4. Are you willing to experiment with the use of ESP in the form of synchronicity in your writing?

 

I am willing to try almost anything. The foundation is: will it make me a better writer? What am I willing to sacrifice? I am willing to sacrifice my confidence and my pride, willing to be wrong about ESP, to see this happen. ESP would be nice, and I am giving in to it right away. Why not? Explore. My dignity, you see, can come back, it can bounce back. My dignity and my humanity are real, and almost untouchable. This ESP thing? Where are you ESP? I can point to my confidence. I can exhibit pride, oh lord, how have I… But ESP? Where art thou? I accept the whole. I accept the mystery. I accept that I do not know. I lean into the void. I lean into the darkness. I lean into nirvana and immortality. I accept that these lines are ridiculous.

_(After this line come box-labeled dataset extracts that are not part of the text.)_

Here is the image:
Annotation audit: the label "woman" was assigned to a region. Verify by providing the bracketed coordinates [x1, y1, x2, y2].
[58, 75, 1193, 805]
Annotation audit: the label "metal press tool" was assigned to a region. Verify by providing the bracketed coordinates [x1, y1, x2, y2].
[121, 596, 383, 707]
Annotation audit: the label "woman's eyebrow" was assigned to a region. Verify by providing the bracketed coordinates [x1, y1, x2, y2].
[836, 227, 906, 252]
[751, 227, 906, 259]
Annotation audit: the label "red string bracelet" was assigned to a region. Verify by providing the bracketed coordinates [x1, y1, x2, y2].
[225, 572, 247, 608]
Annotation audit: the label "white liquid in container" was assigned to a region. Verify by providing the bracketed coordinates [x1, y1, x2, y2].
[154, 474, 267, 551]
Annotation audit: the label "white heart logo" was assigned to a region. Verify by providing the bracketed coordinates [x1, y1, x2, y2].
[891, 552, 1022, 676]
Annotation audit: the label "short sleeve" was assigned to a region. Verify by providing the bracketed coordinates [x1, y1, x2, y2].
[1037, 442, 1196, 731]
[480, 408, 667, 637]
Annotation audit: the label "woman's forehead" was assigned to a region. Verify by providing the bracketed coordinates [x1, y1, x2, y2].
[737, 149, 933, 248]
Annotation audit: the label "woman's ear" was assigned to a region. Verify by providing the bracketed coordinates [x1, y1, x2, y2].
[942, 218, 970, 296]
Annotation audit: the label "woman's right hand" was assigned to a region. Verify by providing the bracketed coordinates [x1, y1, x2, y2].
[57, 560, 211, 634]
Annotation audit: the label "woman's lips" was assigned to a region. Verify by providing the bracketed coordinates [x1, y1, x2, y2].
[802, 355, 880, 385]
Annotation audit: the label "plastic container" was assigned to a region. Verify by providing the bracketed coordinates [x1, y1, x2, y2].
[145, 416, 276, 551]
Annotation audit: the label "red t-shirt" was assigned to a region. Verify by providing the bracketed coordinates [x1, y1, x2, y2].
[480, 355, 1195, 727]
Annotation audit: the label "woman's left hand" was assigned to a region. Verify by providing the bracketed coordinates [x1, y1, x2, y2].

I accept that my rambling leads me nowhere, and yet there was nowhere to go. The great thing about the extrasensory is that it is there whether you believe in it or not. The funny thing about God is that he exists whether we believe in him or not. (He, hah — yeehaw.) Some sages even recommend you leave God alone and stop asking him so many questions, or so much of him. A friend of a friend the other day recited a slam poem about how his mother calls on ghosts but his father the skeptic smiles and says to leave them alone. I say similarly: a benevolent God is one that lets you be yourself and that lets you run your own life. A benevolent God isn’t a hovering God. A benevolent God is a humble God. The stories are all stories. My story is still being written. I am not God, then. I am a writer. I am a thinker. I am one man. You are two or three. Together, we, humanity. And that is what I want to be uncanny with. I want to be with people. Those are my angels. Synchronicity? That’s a Jungian term. And Jung was tight, let it be said. — am I willing to experiment? Yes. Sure. Let’s.

 

5. Name one topic on which you would like more information for your writing. For one week be alert to any “coincidental” flow of information that comes your way?

 

I have a bit on my plate right now, a big bit. But the next big project is the Ana story. Part prose part poetry. That is the next one. It will take me, or rather, I want to take a few years to write it. I don’t want to rush. But a draft before the end of the year would be nice of myself to do because yeah production and such blah blah. Plus, funny, the book has a lot of Jung, or will, or has… — the corn on the cob: I want to receive help and guidance writing my next book, by spending the next months collecting data on Synchronicity, the Anima, and Spanish Poetry. Jung and Joyce. Extrasensory perception, and people who are perceived as extra. Let it be done.